A fórmula está um bocado estafada e é pena porque a história é boa e Ben Kingsley faz uma magnífica interpretação de Dalí, nos seus últimos anos. Ao invés de porta franqueada para entrar livremente na vida do excêntrico génio do surrealismo, o espectador é levado pela mão de James Linton (o ator Christopher Briney), um imberbe assistente de galeria de arte nova-iorquina, a quem é dada a responsabilidade de garantir que o excêntrico, megalomaníaco e grandioso Dalí pinta a quantidade de quadros necessária para uma importante exposição que se aproxima. Carne para canhão, portanto. Dalíland, cuja ação é passada nos anos 70, é dirigido por Mary Harron, a realizadora de American Psycho, que parece ter uma apetência natural para canalizar lunáticos.
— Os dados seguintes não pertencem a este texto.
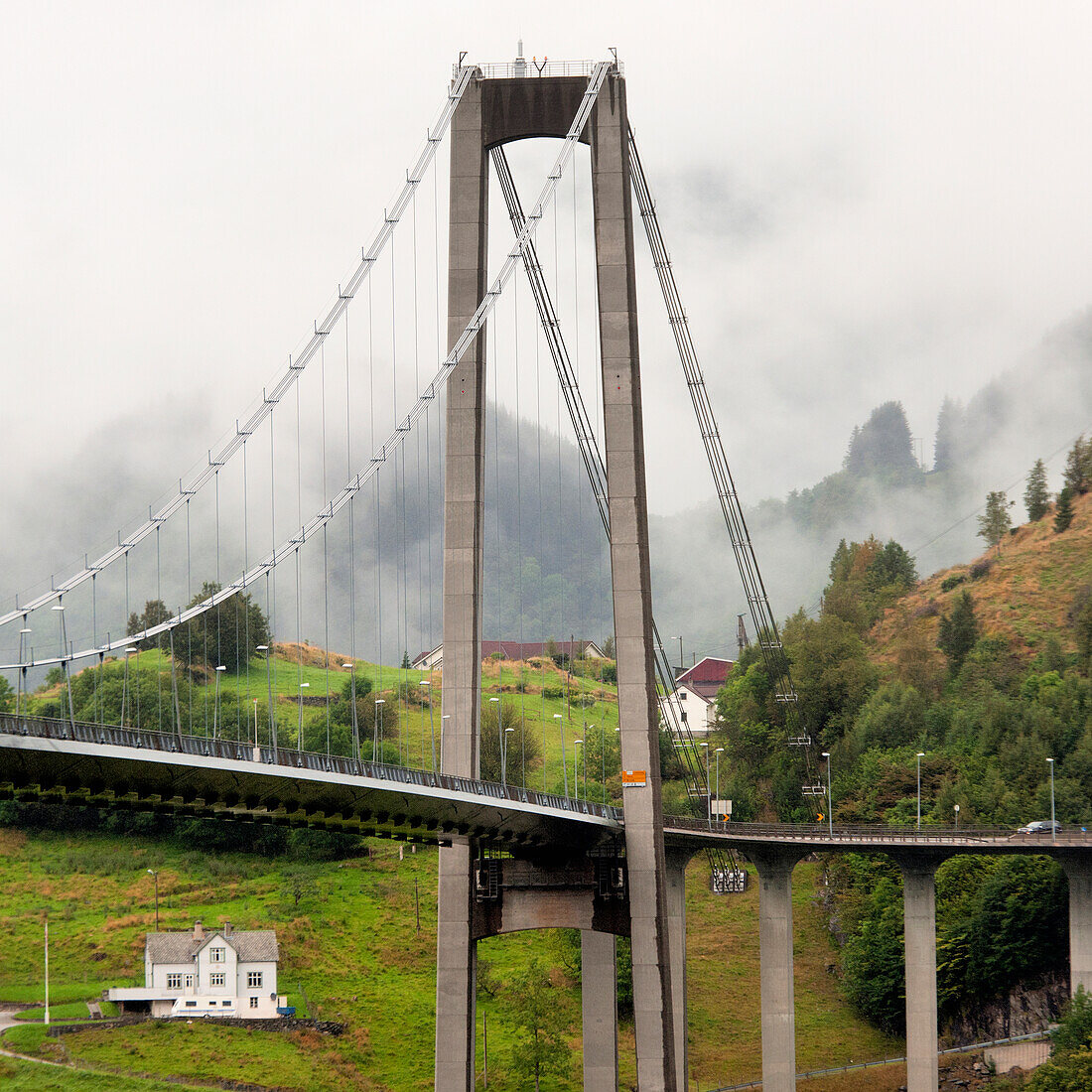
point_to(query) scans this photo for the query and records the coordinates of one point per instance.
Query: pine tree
(1076, 476)
(1036, 498)
(1063, 513)
(946, 446)
(995, 522)
(959, 631)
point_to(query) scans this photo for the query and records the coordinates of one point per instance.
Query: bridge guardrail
(847, 836)
(47, 728)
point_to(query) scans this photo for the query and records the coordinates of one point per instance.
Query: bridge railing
(844, 836)
(46, 728)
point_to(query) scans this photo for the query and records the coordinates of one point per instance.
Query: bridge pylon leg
(631, 587)
(463, 504)
(1079, 872)
(676, 937)
(599, 993)
(919, 917)
(775, 953)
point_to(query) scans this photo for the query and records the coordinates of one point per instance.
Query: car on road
(1040, 827)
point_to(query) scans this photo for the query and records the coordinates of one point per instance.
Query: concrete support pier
(1079, 871)
(463, 500)
(631, 586)
(919, 917)
(676, 938)
(599, 981)
(775, 947)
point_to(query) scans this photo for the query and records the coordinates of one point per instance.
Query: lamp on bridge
(269, 686)
(215, 705)
(565, 771)
(1054, 830)
(830, 803)
(432, 725)
(503, 756)
(155, 876)
(720, 751)
(124, 686)
(375, 741)
(706, 747)
(356, 731)
(920, 754)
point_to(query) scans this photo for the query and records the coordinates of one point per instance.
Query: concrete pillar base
(775, 945)
(1079, 872)
(676, 946)
(599, 978)
(919, 916)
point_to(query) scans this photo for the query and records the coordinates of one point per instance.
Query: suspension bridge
(361, 495)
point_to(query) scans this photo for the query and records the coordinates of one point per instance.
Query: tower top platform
(534, 68)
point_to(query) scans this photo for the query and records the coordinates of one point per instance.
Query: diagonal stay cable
(404, 427)
(757, 601)
(272, 397)
(597, 472)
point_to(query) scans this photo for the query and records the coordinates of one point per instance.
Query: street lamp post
(920, 754)
(215, 703)
(155, 876)
(374, 731)
(1054, 832)
(503, 756)
(720, 751)
(47, 972)
(269, 688)
(500, 739)
(830, 800)
(432, 723)
(565, 767)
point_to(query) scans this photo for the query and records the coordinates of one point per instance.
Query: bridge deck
(126, 766)
(110, 766)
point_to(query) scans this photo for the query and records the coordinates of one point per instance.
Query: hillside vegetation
(350, 951)
(980, 674)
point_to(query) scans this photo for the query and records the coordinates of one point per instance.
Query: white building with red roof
(694, 700)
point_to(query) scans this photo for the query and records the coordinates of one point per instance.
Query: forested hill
(974, 676)
(924, 493)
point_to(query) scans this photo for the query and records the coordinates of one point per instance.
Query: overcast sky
(864, 201)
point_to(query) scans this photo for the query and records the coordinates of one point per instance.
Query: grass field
(352, 948)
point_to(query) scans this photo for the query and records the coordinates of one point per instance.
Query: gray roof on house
(258, 946)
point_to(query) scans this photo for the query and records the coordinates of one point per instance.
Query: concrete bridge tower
(495, 110)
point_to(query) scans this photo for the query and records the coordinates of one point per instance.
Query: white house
(222, 973)
(694, 700)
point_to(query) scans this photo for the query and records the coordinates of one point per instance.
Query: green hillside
(350, 951)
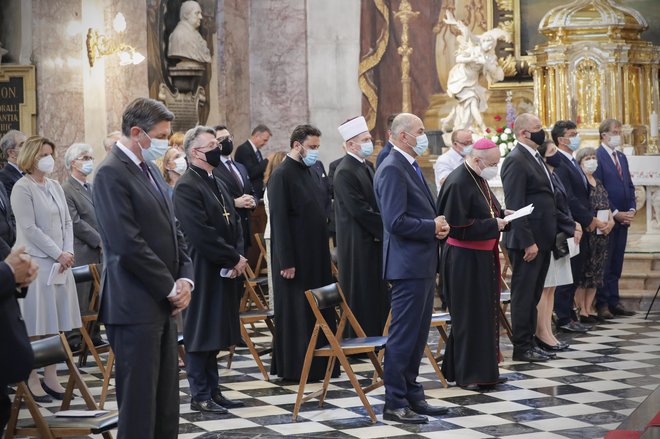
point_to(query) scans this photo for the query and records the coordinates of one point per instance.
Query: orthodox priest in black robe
(359, 230)
(212, 227)
(300, 255)
(470, 268)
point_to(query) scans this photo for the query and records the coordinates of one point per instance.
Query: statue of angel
(475, 56)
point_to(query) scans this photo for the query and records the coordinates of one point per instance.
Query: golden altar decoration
(595, 65)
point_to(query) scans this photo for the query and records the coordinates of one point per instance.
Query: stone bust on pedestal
(185, 42)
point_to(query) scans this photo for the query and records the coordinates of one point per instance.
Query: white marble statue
(185, 41)
(475, 56)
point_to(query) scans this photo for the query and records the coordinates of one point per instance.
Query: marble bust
(185, 42)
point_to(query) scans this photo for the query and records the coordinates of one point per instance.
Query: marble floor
(587, 391)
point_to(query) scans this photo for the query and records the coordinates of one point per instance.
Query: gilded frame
(28, 109)
(505, 14)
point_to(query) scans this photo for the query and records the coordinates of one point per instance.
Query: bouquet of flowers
(502, 136)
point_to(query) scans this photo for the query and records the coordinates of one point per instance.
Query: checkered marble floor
(584, 393)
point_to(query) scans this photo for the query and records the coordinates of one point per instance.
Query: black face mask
(226, 146)
(553, 160)
(538, 137)
(213, 157)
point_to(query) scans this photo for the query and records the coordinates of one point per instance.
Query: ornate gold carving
(405, 14)
(370, 61)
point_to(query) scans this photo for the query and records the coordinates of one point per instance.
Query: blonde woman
(44, 227)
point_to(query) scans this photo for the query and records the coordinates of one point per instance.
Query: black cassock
(360, 245)
(211, 321)
(299, 238)
(471, 279)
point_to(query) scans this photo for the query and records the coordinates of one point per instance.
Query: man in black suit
(146, 275)
(235, 177)
(16, 357)
(249, 155)
(565, 136)
(526, 180)
(10, 144)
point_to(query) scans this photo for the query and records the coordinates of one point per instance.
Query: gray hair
(402, 122)
(584, 152)
(10, 140)
(110, 140)
(74, 151)
(144, 113)
(190, 139)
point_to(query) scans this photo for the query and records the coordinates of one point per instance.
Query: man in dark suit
(388, 145)
(614, 173)
(526, 180)
(146, 275)
(410, 263)
(565, 136)
(249, 155)
(17, 270)
(10, 144)
(235, 177)
(79, 161)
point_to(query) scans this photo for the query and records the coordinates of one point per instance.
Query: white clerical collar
(355, 156)
(129, 153)
(408, 157)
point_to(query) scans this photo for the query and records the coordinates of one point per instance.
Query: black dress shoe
(208, 406)
(404, 415)
(225, 402)
(619, 310)
(423, 408)
(573, 327)
(548, 354)
(57, 395)
(530, 355)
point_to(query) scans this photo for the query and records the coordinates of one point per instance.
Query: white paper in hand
(55, 277)
(520, 213)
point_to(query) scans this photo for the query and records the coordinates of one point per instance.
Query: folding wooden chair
(253, 309)
(331, 297)
(48, 351)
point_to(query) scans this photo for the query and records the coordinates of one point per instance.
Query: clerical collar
(355, 156)
(201, 172)
(408, 157)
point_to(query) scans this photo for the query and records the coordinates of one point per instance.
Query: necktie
(616, 163)
(545, 170)
(236, 177)
(584, 179)
(418, 170)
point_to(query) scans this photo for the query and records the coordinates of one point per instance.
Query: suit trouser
(147, 379)
(608, 294)
(202, 370)
(412, 306)
(527, 281)
(565, 294)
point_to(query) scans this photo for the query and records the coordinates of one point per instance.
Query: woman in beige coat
(43, 226)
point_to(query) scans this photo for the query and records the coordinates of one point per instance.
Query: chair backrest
(48, 351)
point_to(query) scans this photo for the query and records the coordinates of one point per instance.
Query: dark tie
(419, 171)
(618, 166)
(231, 166)
(545, 170)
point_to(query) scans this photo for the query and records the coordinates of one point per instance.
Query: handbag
(560, 249)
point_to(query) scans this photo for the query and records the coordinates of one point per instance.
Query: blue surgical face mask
(421, 145)
(574, 143)
(157, 148)
(366, 149)
(311, 156)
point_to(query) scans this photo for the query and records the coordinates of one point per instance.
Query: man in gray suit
(79, 161)
(146, 275)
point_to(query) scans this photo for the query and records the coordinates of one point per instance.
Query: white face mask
(180, 165)
(46, 164)
(590, 166)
O jovem James Linton aterra no meio da narrativa, caído do céu por não ter unhas, e olha para tudo a partir de um lugar de estranheza. Conhece Dalí na sua suite de hotel, para onde é mandado com um volumoso envelope de dinheiro para pagar a conta com o mesmo adjetivo, e depara-se com uma extravagante festa, cheia de chupistas, sicofantas e gente que acha que o talento de transmite pelo ar. O espanto de Linton causa mais ruído que frescura. Isto, claro, assumindo que o que interessa mais ao espectador é a história da Dalí e não a da personagem ficcional de assistente de galeria e os seus interesses amorosos.
No seu papel de Dalí, Ben Kingsley é acompanhado pela também formidável Barbara Sukowa, a atriz alemã que faz de Gala, mulher do pintor que é, na verdade, quem comanda as tropas. Ela é mulher, musa, coautora de diversas obras, agente, negociante de arte, feroz cão de guarda e a pessoa que grita "Precisamos de dinheiro!", quando o pintor se esquece que, para ser pintor, é preciso pintar. Uma atriz menor teria transformado Gala numa mulher histérica e ridícula. Sukowa dá-lhe uma profundidade que rivaliza com a interpretação de Kingsley. Os momentos mais cativantes do filme são, de resto, os que acompanham a degradação do casamento de Dalí e Gala, com flashbacks para o início da sua relação, com o jovem Dalí a ser interpretado por Ezra Miller.
Escrito por John Walsh, Dalíland pretende ser uma homenagem a um artista complexo, extravagante e excêntrico, e uma exposição da corrupção no mundo da arte – com Dalí a ser explorado por algumas das pessoas em quem mais confia. Chega aos cinemas portugueses a 9 de novembro.